Shannon 36 repower

The friendliest place on the web for anyone who enjoys boating.
If you have answers, please help by responding to the unanswered posts.

Dougcole

Guru
Joined
Jan 21, 2008
Messages
2,167
Location
USA
Vessel Name
Morgan
Vessel Make
'05 Mainship 40T
Saw an interesting boat on Yachtwrold, a Shannon 36 Voyager. Only downside is that it has a pair of pretty high hour (2,000) DD 8.2L in it. I've heard a lot of bad things about this engine.

I'm sort of interested in the boat, it is well withing our price range, but not with those engines.

If you guys were going to repower it, what would you put in it? Any rough idea of cost?

Current motors are 250 hp each. I wouldn't want to go any smaller.

Thanks!
 
I'm assuming this is the 1991 Shannon in CT. She has less than 2000 hours on Detroit Diesels. That's roughly 100 hours for each of her 20 years. They're not even broken in yet at 2000 hours!!! And if they're not broken why start worrying about replacing engines? Personally I think Detroit Diesels are very durable and high quality engines. The boat looks great on YachtWorld and the price is good. Buy it and run it, as is, until you absolutely have to replace the engines (like in another 30 years or so).

Just my two cents.
 
Never heard of Shannon before but looks like a pretty nice downeast style cruiser. There are so many variables in re-powering, 40 to 80k would be the range I'd expect unless you do a lot yourself.
I agree with Steppen, only 2k hours and need replacing???
 
Shannon is best known for pretty high-quality blue water sail boats.

http://shannonyachts.com/


A former neighbor had a Shannon 50 foot sailboat, outfitted for a circumnavigation, then changed plans to make the voyage in a catamaran.

The pics make this look like a great boat. Cannot comment on the reliability of the engines, but 250hp turbos are sure going to be more fuel/maintenance than lesser options.
 
We are just tire kicking at this point until we get our old boat sold, which is going well, I have more interest than I expected.

But this boat meets a lot of our desires: Cruise speed between 16 and 20 knots, "downeast" sedan styling, 2 staterooms, one with a queen island, one with split bunks, flybridge, under 3'6" draft, twin engines, good to better quality.

Problem is, I really want a boat with newer engines, I already have a boat with really reliable N/A engines, I've loved them, except that I am sick of the never ending fluid leaks. My overwhelming desire is a clean, fresh engine room with good, easily traced wiring harnesses and clean odor free bildges.

I love Shannon's quality, they build a great boat, or at least a great sailboat. DD's have a rep, maybe undeserved, as being among the dirtiest of engines. (or is that just the 2 strokes?) It would be well within my budget to have them pulled (maybe sell them) and then clean every nook and cranny of the engine room, repaint, repower and rewire.

I scanned boat diesel for comments on the 8.2L. Overwhelmingly negative.

Just a thought.
 
Consider how easy it is to work on the engines.
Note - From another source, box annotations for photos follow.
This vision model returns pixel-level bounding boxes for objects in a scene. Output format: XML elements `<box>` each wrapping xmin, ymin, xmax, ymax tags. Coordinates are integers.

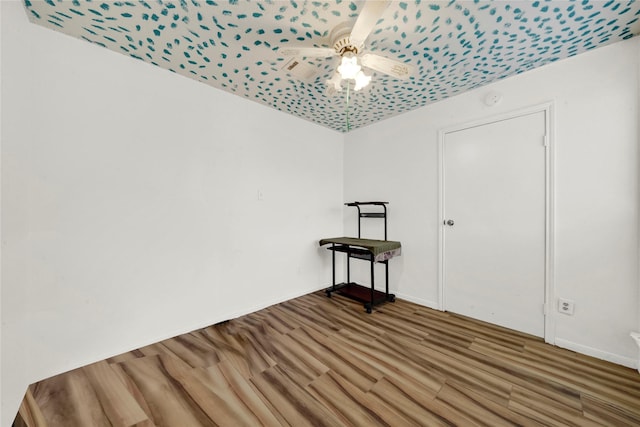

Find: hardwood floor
<box><xmin>15</xmin><ymin>292</ymin><xmax>640</xmax><ymax>427</ymax></box>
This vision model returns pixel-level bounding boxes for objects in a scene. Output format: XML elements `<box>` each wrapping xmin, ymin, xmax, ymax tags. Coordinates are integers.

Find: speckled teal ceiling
<box><xmin>25</xmin><ymin>0</ymin><xmax>640</xmax><ymax>132</ymax></box>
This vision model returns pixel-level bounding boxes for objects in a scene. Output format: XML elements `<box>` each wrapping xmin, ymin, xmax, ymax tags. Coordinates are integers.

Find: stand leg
<box><xmin>365</xmin><ymin>255</ymin><xmax>375</xmax><ymax>313</ymax></box>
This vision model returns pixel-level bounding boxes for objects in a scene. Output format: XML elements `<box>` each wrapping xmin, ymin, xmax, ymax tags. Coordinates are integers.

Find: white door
<box><xmin>442</xmin><ymin>111</ymin><xmax>546</xmax><ymax>337</ymax></box>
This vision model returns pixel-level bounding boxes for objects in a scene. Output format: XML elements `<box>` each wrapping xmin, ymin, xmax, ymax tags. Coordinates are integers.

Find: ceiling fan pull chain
<box><xmin>344</xmin><ymin>80</ymin><xmax>351</xmax><ymax>132</ymax></box>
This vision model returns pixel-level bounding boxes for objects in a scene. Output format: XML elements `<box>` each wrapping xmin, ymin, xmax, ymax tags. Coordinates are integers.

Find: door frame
<box><xmin>438</xmin><ymin>101</ymin><xmax>556</xmax><ymax>344</ymax></box>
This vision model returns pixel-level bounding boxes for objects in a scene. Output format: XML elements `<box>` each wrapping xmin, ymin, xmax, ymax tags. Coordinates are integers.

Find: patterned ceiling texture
<box><xmin>24</xmin><ymin>0</ymin><xmax>640</xmax><ymax>132</ymax></box>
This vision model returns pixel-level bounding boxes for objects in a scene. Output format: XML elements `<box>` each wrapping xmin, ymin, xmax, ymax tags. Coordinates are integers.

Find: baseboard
<box><xmin>396</xmin><ymin>293</ymin><xmax>440</xmax><ymax>310</ymax></box>
<box><xmin>555</xmin><ymin>338</ymin><xmax>638</xmax><ymax>369</ymax></box>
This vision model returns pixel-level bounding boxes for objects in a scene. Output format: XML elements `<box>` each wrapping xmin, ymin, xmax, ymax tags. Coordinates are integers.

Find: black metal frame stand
<box><xmin>325</xmin><ymin>202</ymin><xmax>396</xmax><ymax>313</ymax></box>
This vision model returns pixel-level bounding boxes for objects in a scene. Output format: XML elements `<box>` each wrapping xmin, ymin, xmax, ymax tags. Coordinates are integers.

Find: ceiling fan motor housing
<box><xmin>331</xmin><ymin>22</ymin><xmax>363</xmax><ymax>56</ymax></box>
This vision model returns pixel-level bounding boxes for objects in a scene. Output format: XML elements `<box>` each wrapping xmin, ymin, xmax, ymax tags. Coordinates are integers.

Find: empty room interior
<box><xmin>0</xmin><ymin>0</ymin><xmax>640</xmax><ymax>426</ymax></box>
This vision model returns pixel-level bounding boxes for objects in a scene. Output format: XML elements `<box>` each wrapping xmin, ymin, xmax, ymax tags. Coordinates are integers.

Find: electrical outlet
<box><xmin>558</xmin><ymin>298</ymin><xmax>576</xmax><ymax>316</ymax></box>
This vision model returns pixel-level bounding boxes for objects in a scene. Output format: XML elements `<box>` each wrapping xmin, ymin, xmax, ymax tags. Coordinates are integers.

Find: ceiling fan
<box><xmin>279</xmin><ymin>0</ymin><xmax>414</xmax><ymax>95</ymax></box>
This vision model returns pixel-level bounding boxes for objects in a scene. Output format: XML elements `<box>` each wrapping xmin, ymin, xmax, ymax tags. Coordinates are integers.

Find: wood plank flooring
<box><xmin>15</xmin><ymin>292</ymin><xmax>640</xmax><ymax>427</ymax></box>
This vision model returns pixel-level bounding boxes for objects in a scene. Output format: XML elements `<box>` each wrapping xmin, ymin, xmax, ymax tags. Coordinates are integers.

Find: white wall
<box><xmin>0</xmin><ymin>2</ymin><xmax>344</xmax><ymax>425</ymax></box>
<box><xmin>344</xmin><ymin>38</ymin><xmax>640</xmax><ymax>366</ymax></box>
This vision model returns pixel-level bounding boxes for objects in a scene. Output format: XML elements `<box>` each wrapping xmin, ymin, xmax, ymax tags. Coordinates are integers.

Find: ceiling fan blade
<box><xmin>360</xmin><ymin>53</ymin><xmax>414</xmax><ymax>79</ymax></box>
<box><xmin>278</xmin><ymin>47</ymin><xmax>337</xmax><ymax>58</ymax></box>
<box><xmin>349</xmin><ymin>0</ymin><xmax>391</xmax><ymax>48</ymax></box>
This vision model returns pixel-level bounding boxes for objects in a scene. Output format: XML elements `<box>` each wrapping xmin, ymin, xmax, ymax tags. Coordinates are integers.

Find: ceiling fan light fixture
<box><xmin>353</xmin><ymin>71</ymin><xmax>371</xmax><ymax>91</ymax></box>
<box><xmin>326</xmin><ymin>73</ymin><xmax>342</xmax><ymax>94</ymax></box>
<box><xmin>338</xmin><ymin>55</ymin><xmax>362</xmax><ymax>80</ymax></box>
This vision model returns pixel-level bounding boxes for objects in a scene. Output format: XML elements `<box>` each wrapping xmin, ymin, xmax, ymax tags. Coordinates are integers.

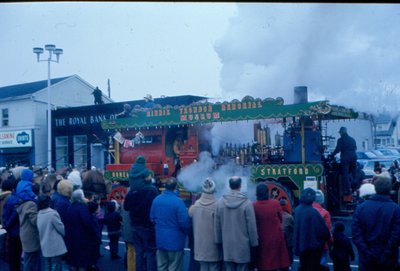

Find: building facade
<box><xmin>0</xmin><ymin>75</ymin><xmax>112</xmax><ymax>167</ymax></box>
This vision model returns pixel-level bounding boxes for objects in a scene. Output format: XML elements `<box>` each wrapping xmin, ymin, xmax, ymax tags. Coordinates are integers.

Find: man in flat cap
<box><xmin>331</xmin><ymin>127</ymin><xmax>357</xmax><ymax>196</ymax></box>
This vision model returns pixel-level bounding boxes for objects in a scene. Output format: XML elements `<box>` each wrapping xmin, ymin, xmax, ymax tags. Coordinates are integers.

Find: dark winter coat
<box><xmin>65</xmin><ymin>202</ymin><xmax>101</xmax><ymax>266</ymax></box>
<box><xmin>53</xmin><ymin>195</ymin><xmax>71</xmax><ymax>224</ymax></box>
<box><xmin>189</xmin><ymin>193</ymin><xmax>222</xmax><ymax>262</ymax></box>
<box><xmin>330</xmin><ymin>232</ymin><xmax>354</xmax><ymax>270</ymax></box>
<box><xmin>103</xmin><ymin>208</ymin><xmax>122</xmax><ymax>236</ymax></box>
<box><xmin>124</xmin><ymin>184</ymin><xmax>158</xmax><ymax>228</ymax></box>
<box><xmin>16</xmin><ymin>169</ymin><xmax>37</xmax><ymax>201</ymax></box>
<box><xmin>214</xmin><ymin>190</ymin><xmax>258</xmax><ymax>263</ymax></box>
<box><xmin>129</xmin><ymin>163</ymin><xmax>150</xmax><ymax>192</ymax></box>
<box><xmin>2</xmin><ymin>193</ymin><xmax>20</xmax><ymax>237</ymax></box>
<box><xmin>150</xmin><ymin>190</ymin><xmax>190</xmax><ymax>251</ymax></box>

How easy will it be to get them out to replace them. In my search for a boat the 8.2 model was a big negative for any boat in which they were installed. I too, like you, read a lot of negative about them.
 
Repower

Pretty hard to beat the Cummin 6bta, especially at arpund 300 hp.

There is also the Yanmar, at good engine with lots of them available.

I am with you. A clean fresh smelling engine room goes a long way in making the boating experience fun.
 
Shannon

There is a Shannon 36 in the harbor here at Valdez,AK.
It is Cummins powered. The owners had it trucked from the east coast.

Nice boat.
 
The 8.2 "Fuel Pincher" was Detroit's attempt to enter the four-stroke market. The early engines had problems due to under-sized head bolts and an "open deck" which led to head gasket failures. The later models are supposedly better.
 
I owned a boat with 8.2's in the late 80's to early 90's,4 years total. As Ancora said, the original head bolts were changed from 13 mm to 14mm. These engines were popular in buses but they couldn't hold up to the up and down slow and fast service. They had a reputation of "blowing up".
In the constant speed , constant load service of boats they proved to be a little bit better. My engines were early versions that were upgraded to the larger headbolts and newer head gaskets.
One of the problems with these engines was that there were very few people who were trained to service them. They took special tools for the injectors that most detroit mechanics didn't have and wouldn't buy because there wasn't enough of the engines to work on. Even our local Detroit dealer (Power Products in Wakefield Mass) only had one or two techs that would touch them.
They were PHENOMENAL on fuel consumption, using miniscule amounts of fuel. Buying parts for them was also a chore and I can imagine it is much worse today, since they have been out of production for years.
I would hesitate to buy a boat with this power unless the deal was so good,you could repower and come out ahead.
The 8.2's were popular in JC 31 and 35's, Roughwaters and several other production and semi custom boats. In my opinion you can do better.